This will be a long reply. IMO, FLAME and the mentioned frameworks take different approaches towards implementing high performance code.
I will try to describe the differences with an analogy.
Let us imagine the process of implementing/optimizing a high performance code as a tree where the root is the unoptimized version, the intermediate nodes are different decision/optimization points, and the leaves are different codes obtained from applying those decision/optimizations on the path from the root to the leaf. In addition, let us assume that the tree describes all code paths attainable through the classical loop transformations (tiling, permuting etc).
The above-mentioned frameworks (among many others) can be viewed as performing a depth-first search through the tree to find an optimal solution. A path from root to leaf is chosen and an implementation is generated and evaluated against a predefined metric (energy, power, performance) and then the process of choosing a different path is repeated. Different frameworks use different heuristics and techniques to more effectively search the tree for an optimized implementation.
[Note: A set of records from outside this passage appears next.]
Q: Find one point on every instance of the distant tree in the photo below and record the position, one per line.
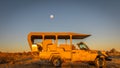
(113, 50)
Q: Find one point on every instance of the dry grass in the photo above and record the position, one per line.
(13, 57)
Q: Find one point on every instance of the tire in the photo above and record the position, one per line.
(56, 62)
(100, 63)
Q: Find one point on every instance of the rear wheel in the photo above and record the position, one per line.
(56, 62)
(100, 63)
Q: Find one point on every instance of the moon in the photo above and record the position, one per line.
(51, 16)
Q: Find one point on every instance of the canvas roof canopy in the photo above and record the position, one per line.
(60, 35)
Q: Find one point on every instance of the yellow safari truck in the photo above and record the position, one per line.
(47, 46)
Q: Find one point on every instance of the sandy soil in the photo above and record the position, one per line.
(36, 63)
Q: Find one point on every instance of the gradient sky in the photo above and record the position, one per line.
(100, 18)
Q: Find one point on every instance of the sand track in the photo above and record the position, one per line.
(36, 63)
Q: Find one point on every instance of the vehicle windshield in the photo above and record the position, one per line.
(82, 46)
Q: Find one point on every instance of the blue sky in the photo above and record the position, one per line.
(99, 18)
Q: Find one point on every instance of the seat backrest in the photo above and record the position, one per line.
(67, 47)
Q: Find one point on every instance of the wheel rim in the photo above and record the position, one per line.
(56, 62)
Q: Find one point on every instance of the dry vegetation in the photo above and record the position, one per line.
(14, 57)
(26, 60)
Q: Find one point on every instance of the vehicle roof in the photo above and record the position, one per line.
(61, 35)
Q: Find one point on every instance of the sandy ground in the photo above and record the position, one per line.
(35, 63)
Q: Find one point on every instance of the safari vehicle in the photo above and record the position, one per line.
(47, 45)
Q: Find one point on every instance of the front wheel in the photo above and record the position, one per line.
(57, 62)
(100, 63)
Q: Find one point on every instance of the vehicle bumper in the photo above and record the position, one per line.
(108, 58)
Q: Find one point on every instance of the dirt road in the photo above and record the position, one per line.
(35, 63)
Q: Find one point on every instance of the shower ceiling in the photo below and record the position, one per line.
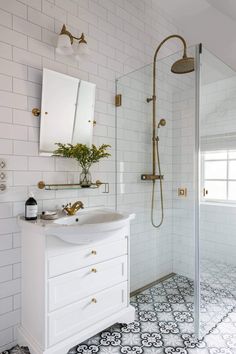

The FLAME methodology is different in that every derived FLAME algorithm is either a subtree or a segment of a path. Picking a loop invariant in the FLAME methodology means that a sequence of one or more decisions/optimizations have been picked. Therefore, if an algorithm is needed to have a high amount of parallelism in order to map it to PEs, then it is a matter of picking the appropriate loop invariant(s) that will yield algorithm with that desired performance characteristic. Different FLAME algorithms can be composed together to obtain a path (or paths) from the root to different implementations. This means that one algorithm can be used to optimize for the number of PEs, another algorithm may be layered (thereby creating a tiled algorithm) where this newer algorithm may be chosen to reduce memory traffic from different layers of the memory hierarchy.